Monday, February 2, 2009

You blow blow blow blow blow your fuse....

I've got to empty these ideas out of my head. They're just kinda hanging around up there, taking up space, dancing around to Eurocentric synthesizer-based music.
(Maybe THAT'S where my headaches are coming from.)
That's it. No more dance parties in my brain. I'm tired, and I'm running out of Rapid Release Tylenol caplets.


I kind of get these daily weird panicky bursts throughout the day.
(I just spent a good two minutes trying to decide between "bursts" and "spurts". I think I made the wrong choice, but I'm not sure, so I'm not going to change it, because I'll probably just change my mind again.) I'm not sure what this is attributed to. It probably has something to do with the fact that I once liked to think of myself as an aspiring virtuoso, and now I work in a laser hair removal office at the front desk (nothing wrong with that, I adore my co-workers and everyone I've met through here), having not completed one single piece of art in aeons (second time I used that word today, after not using it in about four or five years), not spending enough time with the people I'd like to and spending too much time wondering why I'm having weird panicky bursts and cerebral dance party migranes.


I need to drink more water.
That's not the answer to my dilemma, it's a topic change.
I had one cup of coffee today and my caffeine tolerance seems to have gone from indestructible to non-existant. I'm super jittery from it, which is weird because I used to work at Starbucks and I'd have god knows how many shots of espresso each day. So I'm going to try to get back into the water thing. I hear it's pretty good for you.

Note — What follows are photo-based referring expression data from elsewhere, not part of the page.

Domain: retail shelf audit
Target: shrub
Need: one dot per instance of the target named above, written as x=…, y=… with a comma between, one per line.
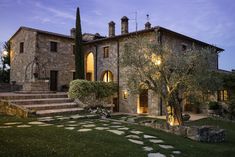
x=213, y=105
x=83, y=88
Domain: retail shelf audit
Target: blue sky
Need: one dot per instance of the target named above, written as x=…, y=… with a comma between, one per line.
x=212, y=21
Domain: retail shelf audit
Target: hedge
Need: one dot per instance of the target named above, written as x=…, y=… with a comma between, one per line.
x=79, y=89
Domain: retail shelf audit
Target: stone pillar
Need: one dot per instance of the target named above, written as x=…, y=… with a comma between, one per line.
x=73, y=32
x=111, y=29
x=124, y=25
x=147, y=25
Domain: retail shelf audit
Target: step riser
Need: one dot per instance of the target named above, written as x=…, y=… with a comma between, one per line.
x=21, y=97
x=42, y=102
x=60, y=113
x=52, y=107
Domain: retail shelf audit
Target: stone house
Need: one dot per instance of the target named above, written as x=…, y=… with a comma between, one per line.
x=101, y=58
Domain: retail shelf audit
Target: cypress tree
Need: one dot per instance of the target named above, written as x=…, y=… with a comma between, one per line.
x=79, y=56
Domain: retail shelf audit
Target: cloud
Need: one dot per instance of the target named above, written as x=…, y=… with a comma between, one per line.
x=56, y=12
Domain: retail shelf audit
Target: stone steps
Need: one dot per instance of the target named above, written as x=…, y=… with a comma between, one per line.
x=59, y=111
x=41, y=101
x=33, y=96
x=39, y=107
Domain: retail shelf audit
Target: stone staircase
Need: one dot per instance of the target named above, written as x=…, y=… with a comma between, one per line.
x=41, y=103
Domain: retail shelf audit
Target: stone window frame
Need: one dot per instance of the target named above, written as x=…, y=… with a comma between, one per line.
x=184, y=46
x=21, y=50
x=56, y=48
x=106, y=53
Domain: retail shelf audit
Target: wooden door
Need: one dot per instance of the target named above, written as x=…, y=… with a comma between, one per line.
x=53, y=80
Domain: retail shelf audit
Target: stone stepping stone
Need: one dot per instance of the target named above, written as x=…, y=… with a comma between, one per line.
x=72, y=125
x=116, y=123
x=71, y=121
x=4, y=127
x=148, y=149
x=89, y=125
x=46, y=125
x=156, y=155
x=59, y=126
x=133, y=136
x=23, y=126
x=149, y=136
x=84, y=130
x=124, y=128
x=176, y=152
x=136, y=132
x=116, y=126
x=69, y=128
x=117, y=132
x=77, y=116
x=101, y=128
x=156, y=141
x=64, y=118
x=136, y=141
x=166, y=146
x=35, y=123
x=13, y=123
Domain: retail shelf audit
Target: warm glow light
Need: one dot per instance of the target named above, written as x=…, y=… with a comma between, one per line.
x=156, y=60
x=4, y=53
x=125, y=94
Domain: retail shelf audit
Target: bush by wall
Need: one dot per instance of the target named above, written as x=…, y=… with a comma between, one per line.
x=79, y=89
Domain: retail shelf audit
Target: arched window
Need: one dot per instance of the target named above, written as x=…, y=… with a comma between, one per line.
x=107, y=76
x=90, y=67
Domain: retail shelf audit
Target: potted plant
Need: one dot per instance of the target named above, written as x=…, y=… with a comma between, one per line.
x=214, y=107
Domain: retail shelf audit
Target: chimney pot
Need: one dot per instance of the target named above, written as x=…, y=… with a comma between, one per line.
x=147, y=25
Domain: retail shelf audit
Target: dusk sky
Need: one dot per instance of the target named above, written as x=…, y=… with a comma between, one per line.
x=211, y=21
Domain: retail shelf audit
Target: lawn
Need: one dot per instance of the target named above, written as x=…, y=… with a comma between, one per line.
x=38, y=141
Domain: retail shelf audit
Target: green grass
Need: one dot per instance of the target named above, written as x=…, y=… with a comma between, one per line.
x=52, y=141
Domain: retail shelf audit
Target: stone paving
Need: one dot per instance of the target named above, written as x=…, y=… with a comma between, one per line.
x=149, y=143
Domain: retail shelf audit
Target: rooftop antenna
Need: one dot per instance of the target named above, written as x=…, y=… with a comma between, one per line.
x=147, y=17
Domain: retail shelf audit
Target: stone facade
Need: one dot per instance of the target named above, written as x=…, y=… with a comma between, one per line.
x=63, y=60
x=37, y=44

By the way, has any one else completely forgotten that the Grammy Awards are coming up? It's becoming more and more insignificant each year, and every year I just want to throw more and more of my shoes at the television. Maybe I'll just skip it this year and read Jess Katz's boldly accurate synopsis the following day. I kind of want to tune in for some of it though, because I'm rooting for My Morning Jacket's "Evil Urges" to come out on top for Best Alternative Album (probably not happening, but it should). I won't even waste my energy crossing my fingers for the Raconteurs to win Best Rock Album, because even though they deserve SOMEthing, it's just not gonna happen, especially when their contenders are Kings of Leon and Coldplay. They didn't even announce their album release though. They just kind of put the record in stores one day. So I won't really be that mad if (when) they don't win, I don't really think they care. But maybe they do. I don't know.
I kind of hope Adele wins something. If Coldplay wins more than once, I'm turning off the tele and going to bed.